According to news reports, a week after the law was passed and signed off on by the rightist Queretero governor, one unfortunate and unidentified woman was in fact arrested for soliciting an abortion, held in jail overnight, and forced to pay a 4000 peso fine.
Queretero was the 15 Mexican state to criminalize abortion. Days later, the conflictive southern state of Oaxaca became the 16th entity in the Mexican union to ratify what pro-choice organizations label “La Ley Machista” that defines life as beginning at fertilization and imposes prison sentences on women seeking to terminate unwanted pregnancies. As in Queretero, the measure was vociferously dissed by pro-choice advocates and the legislature was forced to relocate to a secure alternative site to vote the Oaxaca version of “The Macho Law” up.
Criminalization of abortion bills are also pending in Michoacan, Sinaloa, Veracruz, and Mexico state. With half of Mexico’s 31 states plus one now on record, the machos are assured that a constitutional amendment criminalizing abortion can be passed and such legislation is expected to be introduced in a coming session of the new Mexican congress.
Criminalization of abortion is turning Mexico into “a totalitarian state”, opines Diego Valades, a former attorney general and dean of the National Autonomous University (UNAM) law faculty – such legislation “cedes control of a woman’s body to the state and is itself unconstitutional.” Valades proposes instead a constitutional amendment that would guarantee a woman’s reproductive rights.

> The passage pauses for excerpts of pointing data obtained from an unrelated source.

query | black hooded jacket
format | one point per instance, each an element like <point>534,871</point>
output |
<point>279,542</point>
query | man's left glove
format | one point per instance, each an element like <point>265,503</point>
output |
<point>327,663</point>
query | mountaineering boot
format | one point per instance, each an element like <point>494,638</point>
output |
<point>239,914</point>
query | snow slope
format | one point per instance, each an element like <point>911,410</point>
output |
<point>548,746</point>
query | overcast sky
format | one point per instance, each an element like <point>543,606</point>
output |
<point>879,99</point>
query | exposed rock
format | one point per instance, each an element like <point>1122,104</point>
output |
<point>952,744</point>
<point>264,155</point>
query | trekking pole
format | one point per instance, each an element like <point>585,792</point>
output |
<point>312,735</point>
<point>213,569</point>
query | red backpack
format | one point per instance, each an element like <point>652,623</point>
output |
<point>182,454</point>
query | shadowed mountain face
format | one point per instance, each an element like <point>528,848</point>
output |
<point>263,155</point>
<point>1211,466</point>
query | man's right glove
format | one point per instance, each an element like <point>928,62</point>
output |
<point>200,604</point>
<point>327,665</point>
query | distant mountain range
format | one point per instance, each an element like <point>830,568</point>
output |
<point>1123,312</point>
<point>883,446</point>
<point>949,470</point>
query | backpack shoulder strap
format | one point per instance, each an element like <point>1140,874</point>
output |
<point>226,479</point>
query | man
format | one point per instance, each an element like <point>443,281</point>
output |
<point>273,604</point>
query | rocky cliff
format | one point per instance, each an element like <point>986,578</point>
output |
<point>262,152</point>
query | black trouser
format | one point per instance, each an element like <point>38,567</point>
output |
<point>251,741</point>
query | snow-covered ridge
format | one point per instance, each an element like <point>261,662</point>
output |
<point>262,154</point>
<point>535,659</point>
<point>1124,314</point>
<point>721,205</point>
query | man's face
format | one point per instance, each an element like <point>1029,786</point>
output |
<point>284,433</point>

The anti-abortion putsch is being orchestrated by the ruling right-wing PAN party in connivance with the Princes of the Catholic hierarchy. One goal is to force repeal of Mexico City’s free abortion-on-demand law. Since the pro-choice legislation was deemed constitutional by a ten to one vote of the nation’s Supreme Court two Septembers ago after the law had been challenged by then-attorney general Eduardo Medina Mora, a proxy for President Felipe Calderon, and the National Human Rights Commission ombudsman Jose Luis Soberanes, an Opus Dei intimate, the city has provided free interruptions of unwanted pregnancies during the first 12 weeks of gestation to more than 30,000 women, an average of 41 a day, according to the Mexico City Womens’ Institute.
Abortion on demand has incurred the fierce wrath of Mexico City Cardinal Norberto Rivera, the most powerful Churchman (there are no Churchwomen) in the land, who ordered all church bells in the capital rung in mourning to mark the court’s decision. The Mexico City archdiocese has since bought a plot in the Dolores Cemetery where it stages funerals for aborted fetuses.
The 102-member Mexican Bishops’ Conference (CEM) is equally as obstreperous in its condemnation of Mexico City’s free abortion services, even those few liberationist bishops who have a voice and vote oppose the leftist capital government’s pro-choice initiative – San Cristobal de las Casas bishop emeritus, an apostle of liberation theology, once exhibited gory blow-ups of aborted fetuses on the esplanade outside the “Cathedral of Peace” in that Chiapas city.
“I am appalled by the CEM’s position. The separation of Church and State is the foundation of the Mexican constitution,” an indignant Diego Valades reminded attendees at a recent National University academic conference.
The campaign to criminalize abortion is only one front in the war on women being waged by the PAN, the Roman Catholic Church, and their political allies. Last month (September), the Mexican Senate confirmed Arturo Chavez Chavez, Calderon’s handpicked designee, as the country’s new attorney general over the intense objections of feminists and human rights activists. As chief prosecutor in the northern state of Chihuahua during the mid to late 1990s, Chavez Chavez was charged with investigating the murders and disappearances of 192 women in the gritty border city of Juarez. Mothers of the dead women – “Las Muertas” – accuse Chavez Chavez of gross negligence.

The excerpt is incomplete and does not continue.